It’s not my need for perfection in the minor day-to-day tasks I do that worries me (in fact, it tends to be helpful in making sure I tie up all loose ends when it comes to both work and home projects). What does worry me is my need to make my home, family, and life “picture-perfect” (or whatever that means in my head). There’s a theoretical time-table I’m supposed to stick to in meeting all of the benchmarks of life – marriage, having children, and ultimately being settled into “family life” and becoming the epitome of domestic perfection. Oh…and of course, “I have to be career-driven too!” I can’t be “defined by the 1950’s stereotype of what it means to be a woman” (please note, I’m being sarcastic and inane – there is much honor and I have much admiration for all of you moms who choose to stay at home). I have to be successful both in the working world and the home world in order to complete this “picture-perfect” life.
It’s a sickness…and being this obsessed with “the perfect life” is one of the tell-tale signs of this sickness called “pride”. Ultimately, my need to control my life boils down to my inability to admit that I am not as awesome as I want to believe I am. I am not as perfect as I want to believe I am. In short, I am not God, but I want to be.
No matter how much I want to deny it, my need to be in control of my life is a BIG FAT SIN! No, I’m not saying I’m going to let me life fall into self-imposed anarchy. What I am saying is that I have no business trying to take over a role in my life that belongs to someone who is far more qualified than I.
Of course, being the “good Christian” that I am, I went through the motions and said all the right things about how I knew it was “all in God’s timing” and how I “completely trusted Him”. But in truth, in my sinful heart, I wasn’t trusting Him.
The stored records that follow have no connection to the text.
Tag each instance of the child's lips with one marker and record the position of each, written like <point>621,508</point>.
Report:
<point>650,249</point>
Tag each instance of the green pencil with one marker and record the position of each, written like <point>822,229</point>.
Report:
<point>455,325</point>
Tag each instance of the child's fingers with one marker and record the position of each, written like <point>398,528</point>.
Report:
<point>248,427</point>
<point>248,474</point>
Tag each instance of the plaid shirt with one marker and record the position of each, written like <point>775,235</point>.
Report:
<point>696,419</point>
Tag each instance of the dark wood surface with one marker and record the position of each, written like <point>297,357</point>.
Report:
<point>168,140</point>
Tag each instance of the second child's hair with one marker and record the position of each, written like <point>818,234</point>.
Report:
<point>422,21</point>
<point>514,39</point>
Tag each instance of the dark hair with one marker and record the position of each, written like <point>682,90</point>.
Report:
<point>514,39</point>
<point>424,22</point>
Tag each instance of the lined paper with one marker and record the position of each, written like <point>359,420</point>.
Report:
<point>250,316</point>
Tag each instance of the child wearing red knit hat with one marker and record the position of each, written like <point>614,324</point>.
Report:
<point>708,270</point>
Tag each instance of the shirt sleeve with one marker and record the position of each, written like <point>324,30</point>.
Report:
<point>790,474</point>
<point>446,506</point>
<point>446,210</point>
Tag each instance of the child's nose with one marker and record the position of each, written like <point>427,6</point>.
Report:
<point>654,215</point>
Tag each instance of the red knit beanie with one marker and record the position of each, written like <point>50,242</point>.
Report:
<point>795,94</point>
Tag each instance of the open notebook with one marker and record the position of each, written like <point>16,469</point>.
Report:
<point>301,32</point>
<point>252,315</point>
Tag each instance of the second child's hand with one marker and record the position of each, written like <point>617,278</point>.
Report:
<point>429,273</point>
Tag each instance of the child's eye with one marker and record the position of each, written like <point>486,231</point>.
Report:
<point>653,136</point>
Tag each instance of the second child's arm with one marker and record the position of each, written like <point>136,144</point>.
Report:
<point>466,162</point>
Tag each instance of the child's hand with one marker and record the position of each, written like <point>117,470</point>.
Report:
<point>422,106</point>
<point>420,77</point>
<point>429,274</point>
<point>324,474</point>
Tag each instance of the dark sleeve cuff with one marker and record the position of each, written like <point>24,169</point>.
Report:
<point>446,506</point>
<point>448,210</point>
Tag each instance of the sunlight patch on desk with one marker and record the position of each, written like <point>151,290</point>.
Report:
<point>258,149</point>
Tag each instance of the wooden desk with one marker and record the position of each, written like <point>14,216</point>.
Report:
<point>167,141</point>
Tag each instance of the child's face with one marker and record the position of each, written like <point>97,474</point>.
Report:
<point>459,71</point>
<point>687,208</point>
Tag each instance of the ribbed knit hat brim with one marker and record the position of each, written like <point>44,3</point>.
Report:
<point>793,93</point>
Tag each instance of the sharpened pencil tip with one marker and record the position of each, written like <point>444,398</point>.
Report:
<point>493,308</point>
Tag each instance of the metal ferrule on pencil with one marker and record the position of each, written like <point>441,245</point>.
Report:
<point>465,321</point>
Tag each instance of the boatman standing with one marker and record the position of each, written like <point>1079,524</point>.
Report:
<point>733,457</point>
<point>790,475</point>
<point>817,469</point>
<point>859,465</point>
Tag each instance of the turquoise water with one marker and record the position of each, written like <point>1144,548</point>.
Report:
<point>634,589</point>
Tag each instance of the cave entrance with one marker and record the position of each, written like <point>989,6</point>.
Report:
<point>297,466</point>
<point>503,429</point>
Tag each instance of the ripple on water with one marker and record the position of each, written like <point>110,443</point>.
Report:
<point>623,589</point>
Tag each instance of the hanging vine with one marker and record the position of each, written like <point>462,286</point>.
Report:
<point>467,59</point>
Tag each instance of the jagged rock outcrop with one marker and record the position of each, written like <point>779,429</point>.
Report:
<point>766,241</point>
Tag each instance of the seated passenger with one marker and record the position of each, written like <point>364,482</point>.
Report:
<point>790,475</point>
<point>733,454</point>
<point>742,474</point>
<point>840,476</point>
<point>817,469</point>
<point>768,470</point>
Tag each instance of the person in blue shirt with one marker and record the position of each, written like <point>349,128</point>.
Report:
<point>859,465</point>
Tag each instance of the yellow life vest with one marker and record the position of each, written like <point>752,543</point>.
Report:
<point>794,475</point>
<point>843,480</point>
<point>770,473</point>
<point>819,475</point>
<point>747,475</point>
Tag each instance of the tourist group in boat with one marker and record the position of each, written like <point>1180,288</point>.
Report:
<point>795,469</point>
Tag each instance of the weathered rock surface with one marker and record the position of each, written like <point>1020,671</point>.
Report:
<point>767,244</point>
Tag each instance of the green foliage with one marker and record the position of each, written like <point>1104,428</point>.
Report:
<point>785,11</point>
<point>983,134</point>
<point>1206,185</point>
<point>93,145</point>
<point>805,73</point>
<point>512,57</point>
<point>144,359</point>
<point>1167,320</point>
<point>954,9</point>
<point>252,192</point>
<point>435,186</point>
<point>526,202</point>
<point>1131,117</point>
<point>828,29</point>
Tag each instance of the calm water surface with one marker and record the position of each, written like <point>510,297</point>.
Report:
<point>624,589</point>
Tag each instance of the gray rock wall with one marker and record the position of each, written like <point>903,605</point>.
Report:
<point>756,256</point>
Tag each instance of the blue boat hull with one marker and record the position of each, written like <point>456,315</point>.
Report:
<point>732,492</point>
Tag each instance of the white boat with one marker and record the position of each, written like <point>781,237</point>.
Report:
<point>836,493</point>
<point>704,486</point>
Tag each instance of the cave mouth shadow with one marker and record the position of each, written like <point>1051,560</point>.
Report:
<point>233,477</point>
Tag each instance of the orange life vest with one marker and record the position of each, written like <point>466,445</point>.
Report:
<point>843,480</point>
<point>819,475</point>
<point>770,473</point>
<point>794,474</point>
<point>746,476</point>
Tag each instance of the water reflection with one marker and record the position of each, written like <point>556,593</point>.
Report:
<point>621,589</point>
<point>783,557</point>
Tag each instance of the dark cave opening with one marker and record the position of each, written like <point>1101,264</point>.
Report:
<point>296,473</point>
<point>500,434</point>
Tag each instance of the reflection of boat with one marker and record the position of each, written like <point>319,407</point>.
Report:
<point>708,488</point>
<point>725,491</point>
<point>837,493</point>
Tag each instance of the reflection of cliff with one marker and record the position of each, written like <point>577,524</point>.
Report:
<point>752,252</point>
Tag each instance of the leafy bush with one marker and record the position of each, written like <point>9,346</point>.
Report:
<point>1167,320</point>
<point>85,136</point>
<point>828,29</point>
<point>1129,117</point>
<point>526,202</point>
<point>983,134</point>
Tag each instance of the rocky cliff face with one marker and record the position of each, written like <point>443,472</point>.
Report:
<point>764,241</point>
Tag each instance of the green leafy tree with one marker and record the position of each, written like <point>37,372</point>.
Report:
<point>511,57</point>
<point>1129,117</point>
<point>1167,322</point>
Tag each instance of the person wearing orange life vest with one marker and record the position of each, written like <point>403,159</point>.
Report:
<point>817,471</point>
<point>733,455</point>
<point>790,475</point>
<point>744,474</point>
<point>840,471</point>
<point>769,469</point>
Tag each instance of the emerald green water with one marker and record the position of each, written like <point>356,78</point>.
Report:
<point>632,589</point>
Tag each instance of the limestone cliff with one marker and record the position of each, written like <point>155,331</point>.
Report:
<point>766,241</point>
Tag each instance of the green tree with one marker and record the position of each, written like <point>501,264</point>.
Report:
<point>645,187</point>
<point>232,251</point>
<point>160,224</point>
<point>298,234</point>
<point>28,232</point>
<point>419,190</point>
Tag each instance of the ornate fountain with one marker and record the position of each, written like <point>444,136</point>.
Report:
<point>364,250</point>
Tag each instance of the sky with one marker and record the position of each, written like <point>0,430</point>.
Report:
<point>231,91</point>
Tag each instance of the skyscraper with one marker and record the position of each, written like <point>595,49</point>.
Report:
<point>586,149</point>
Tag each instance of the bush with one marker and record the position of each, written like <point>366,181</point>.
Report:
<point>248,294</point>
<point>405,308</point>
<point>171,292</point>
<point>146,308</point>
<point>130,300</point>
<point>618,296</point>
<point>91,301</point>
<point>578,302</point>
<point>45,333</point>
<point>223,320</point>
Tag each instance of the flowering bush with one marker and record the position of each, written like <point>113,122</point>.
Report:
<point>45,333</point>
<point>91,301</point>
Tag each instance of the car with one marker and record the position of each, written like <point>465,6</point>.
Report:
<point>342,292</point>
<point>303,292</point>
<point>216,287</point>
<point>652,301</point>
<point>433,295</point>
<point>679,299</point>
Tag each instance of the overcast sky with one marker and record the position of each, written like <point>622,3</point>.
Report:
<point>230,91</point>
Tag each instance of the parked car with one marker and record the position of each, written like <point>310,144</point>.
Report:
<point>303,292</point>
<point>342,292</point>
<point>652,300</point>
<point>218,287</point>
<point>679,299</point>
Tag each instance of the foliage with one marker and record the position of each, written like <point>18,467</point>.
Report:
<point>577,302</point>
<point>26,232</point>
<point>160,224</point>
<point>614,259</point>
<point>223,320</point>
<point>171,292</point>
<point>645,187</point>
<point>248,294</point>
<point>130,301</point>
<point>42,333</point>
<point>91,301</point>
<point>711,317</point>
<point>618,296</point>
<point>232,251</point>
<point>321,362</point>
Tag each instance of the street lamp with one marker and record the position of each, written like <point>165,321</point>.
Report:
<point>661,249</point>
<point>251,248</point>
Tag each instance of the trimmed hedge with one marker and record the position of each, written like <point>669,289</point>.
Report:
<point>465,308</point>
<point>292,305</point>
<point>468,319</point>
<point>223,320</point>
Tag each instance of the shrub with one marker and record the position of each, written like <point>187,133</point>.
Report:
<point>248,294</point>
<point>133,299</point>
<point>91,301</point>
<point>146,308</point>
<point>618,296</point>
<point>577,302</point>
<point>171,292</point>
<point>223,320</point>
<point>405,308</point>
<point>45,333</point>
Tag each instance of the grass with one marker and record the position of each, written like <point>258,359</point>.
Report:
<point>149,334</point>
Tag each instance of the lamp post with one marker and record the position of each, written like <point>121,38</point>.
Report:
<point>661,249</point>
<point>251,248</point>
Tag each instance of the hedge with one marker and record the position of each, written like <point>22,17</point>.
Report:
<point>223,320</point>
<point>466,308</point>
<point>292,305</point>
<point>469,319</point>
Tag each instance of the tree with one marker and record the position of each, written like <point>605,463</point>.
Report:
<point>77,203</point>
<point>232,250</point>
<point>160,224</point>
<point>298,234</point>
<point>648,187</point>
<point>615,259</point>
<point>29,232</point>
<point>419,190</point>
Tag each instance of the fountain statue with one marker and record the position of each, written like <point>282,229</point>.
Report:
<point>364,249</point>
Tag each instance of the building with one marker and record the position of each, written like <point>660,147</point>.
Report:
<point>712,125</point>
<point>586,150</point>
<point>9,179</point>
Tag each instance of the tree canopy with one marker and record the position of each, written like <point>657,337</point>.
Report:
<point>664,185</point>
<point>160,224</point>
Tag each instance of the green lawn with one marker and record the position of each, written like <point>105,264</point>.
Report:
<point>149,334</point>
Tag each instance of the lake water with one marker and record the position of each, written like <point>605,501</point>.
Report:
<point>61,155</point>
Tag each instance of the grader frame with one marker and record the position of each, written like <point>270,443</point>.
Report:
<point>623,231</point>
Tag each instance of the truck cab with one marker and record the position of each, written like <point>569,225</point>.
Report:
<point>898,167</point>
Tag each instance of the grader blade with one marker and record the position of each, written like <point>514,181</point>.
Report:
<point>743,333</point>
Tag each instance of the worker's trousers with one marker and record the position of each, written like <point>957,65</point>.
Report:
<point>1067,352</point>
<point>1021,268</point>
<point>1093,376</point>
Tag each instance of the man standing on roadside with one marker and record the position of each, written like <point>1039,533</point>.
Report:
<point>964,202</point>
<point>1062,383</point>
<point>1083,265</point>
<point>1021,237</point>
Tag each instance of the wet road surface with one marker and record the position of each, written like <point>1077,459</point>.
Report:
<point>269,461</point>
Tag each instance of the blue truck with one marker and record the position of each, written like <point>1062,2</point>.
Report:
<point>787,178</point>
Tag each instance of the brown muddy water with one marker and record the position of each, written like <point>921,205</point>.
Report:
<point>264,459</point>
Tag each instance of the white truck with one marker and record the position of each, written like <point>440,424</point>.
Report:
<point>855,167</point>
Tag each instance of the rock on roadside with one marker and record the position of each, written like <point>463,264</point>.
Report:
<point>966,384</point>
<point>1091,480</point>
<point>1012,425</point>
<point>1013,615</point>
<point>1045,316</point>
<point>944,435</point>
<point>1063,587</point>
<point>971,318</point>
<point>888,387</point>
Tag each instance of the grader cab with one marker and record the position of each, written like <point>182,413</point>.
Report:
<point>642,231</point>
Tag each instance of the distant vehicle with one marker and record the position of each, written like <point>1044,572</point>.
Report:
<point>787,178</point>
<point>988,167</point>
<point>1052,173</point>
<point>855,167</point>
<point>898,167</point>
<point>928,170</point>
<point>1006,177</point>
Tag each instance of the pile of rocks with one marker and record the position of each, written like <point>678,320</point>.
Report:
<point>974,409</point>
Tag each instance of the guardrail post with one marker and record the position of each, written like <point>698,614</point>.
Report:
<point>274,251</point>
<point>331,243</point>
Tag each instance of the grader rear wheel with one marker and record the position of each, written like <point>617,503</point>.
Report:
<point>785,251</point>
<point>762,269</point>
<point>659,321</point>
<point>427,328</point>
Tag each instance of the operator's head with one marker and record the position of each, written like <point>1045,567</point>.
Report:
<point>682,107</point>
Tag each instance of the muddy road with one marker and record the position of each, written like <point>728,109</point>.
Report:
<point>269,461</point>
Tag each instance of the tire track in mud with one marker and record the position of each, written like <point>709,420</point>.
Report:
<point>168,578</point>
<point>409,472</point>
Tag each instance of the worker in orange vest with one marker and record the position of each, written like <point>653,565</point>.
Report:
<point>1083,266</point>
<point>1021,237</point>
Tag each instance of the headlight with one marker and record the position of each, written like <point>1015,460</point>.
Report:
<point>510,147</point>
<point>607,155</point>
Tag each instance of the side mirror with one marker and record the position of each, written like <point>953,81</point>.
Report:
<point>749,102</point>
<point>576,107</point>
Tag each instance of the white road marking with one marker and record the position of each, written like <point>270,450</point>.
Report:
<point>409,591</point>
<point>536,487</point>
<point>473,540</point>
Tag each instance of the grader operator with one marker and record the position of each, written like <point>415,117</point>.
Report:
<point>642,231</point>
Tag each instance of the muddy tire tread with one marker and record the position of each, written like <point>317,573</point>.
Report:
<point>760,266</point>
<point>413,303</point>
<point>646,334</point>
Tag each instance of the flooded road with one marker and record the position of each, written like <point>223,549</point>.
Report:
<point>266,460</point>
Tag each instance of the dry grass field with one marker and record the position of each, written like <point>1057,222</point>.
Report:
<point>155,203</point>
I wanted God to give me what I wanted at the time I wanted in the way I wanted (wow…such a control freak!). I wasn’t ready to accept the possibility that God, perhaps, may have something else in mind for me during this season of my life. I wasn’t ready to throw in the towel and give up control over to Him, trusting, no matter how long it takes or how dire it seems, that He had plans “to give me a future and hope”.